An interesting example is a new theory of pregnancy sickness (traditionally called “morning sickness”) by the biologist Margie Profet. Many pregnant women become nauseated and avoid certain foods. Though their sickness is usually explained away as a side effect of hormones, there is no reason that hormones should induce nausea and food aversions rather than, say, hyperactivity, aggressiveness, or lust. The Freudian explanation is equally unsatisfying: that pregnancy sickness represents the woman’s loathing of her husband and her unconscious desire to abort the fetus orally.


Profet predicted that pregnancy sickness should confer some benefit that offsets the cost of lowered nutrition and productivity. Ordinarily, nausea is a protection against eating toxins: the poisonous food is ejected from the stomach before it can do much harm, and our appetite for similar foods is reduced in the future. Perhaps pregnancy sickness protects women against eating or digesting foods with toxins that might harm the developing fetus. Your local Happy Carrot Health Food Store notwithstanding, there is nothing particularly healthy about natural foods. Your cabbage, a Darwinian creature, has no more desire to be eaten than you do, and since it can’t very well defend itself through behavior, it resorts to chemical warfare. Most plants have evolved dozens of toxins in their tissues: insecticides, insect repellents, irritants, paralytics, poisons, and other sand to throw in herbivores’ gears. Herbivores have in turn evolved countermeasures, such as a liver to detoxify the poisons and the taste sensation we call bitterness to deter any further desire to ingest them. But the usual defenses may not be enough to protect a tiny embryo.

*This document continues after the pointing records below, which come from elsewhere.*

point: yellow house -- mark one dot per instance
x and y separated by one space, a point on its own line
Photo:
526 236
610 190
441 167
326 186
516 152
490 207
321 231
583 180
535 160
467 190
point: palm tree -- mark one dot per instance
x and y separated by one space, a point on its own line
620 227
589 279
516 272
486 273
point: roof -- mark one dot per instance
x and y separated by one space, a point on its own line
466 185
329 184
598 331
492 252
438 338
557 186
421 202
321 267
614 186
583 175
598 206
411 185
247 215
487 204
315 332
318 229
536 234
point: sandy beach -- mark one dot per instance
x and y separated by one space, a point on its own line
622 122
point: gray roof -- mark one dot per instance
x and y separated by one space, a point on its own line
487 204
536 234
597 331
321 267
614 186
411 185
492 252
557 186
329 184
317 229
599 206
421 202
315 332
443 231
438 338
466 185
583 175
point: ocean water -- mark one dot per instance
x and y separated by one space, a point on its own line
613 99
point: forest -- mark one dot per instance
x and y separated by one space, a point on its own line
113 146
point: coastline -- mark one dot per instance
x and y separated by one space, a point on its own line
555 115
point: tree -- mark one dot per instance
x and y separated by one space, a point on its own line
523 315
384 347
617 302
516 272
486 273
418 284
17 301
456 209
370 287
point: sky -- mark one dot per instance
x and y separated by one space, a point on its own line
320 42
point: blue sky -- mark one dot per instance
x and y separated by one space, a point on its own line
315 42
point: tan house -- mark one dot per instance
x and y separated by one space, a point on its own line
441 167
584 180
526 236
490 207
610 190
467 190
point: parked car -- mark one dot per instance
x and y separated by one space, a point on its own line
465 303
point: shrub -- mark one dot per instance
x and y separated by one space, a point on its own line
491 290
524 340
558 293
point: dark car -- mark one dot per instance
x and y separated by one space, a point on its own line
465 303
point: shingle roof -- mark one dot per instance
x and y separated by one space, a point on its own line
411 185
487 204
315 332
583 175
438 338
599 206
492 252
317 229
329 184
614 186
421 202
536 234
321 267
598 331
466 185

So far this may not sound much better than the barf-up-your-baby theory, but Profet synthesized hundreds of studies, done independently of each other and of her hypothesis, that support it. She meticulously documented that (1) plant toxins in dosages that adults tolerate can cause birth defects and induce abortion when ingested by pregnant women; (2) pregnancy sickness begins at the point when the embryo’s organ systems are being laid down and the embryo is most vulnerable to teratogens (birth defect—inducing chemicals) but is growing slowly and has only a modest need for nutrients; (3) pregnancy sickness wanes at the stage when the embryo’s organ systems are nearly complete and its biggest need is for nutrients to allow it to grow; (4) women with pregnancy sickness selectively avoid bitter, pungent, highly flavored, and novel foods, which are in fact the ones most likely to contain toxins; (5) women’s sense of smell becomes hypersensitive during the window of pregnancy sickness and less sensitive than usual thereafter; (6j) foraging peoples (including, presumably, our ancestors) are at even higher risk of ingesting plant toxins, because they eat wild plants rather than domesticated crops bred for palatability; (7) pregnancy sickness is universal across human cultures; (8) women with more severe pregnancy sickness are less likely to miscarry; (9) women with more severe pregnancy sickness are less likely to bear babies with birth defects. The fit between how a baby-making system in a natural ecosystem ought to work and how the feelings of modern women do work is impressive, and gives a measure of confidence that Profet’s hypothesis is correct.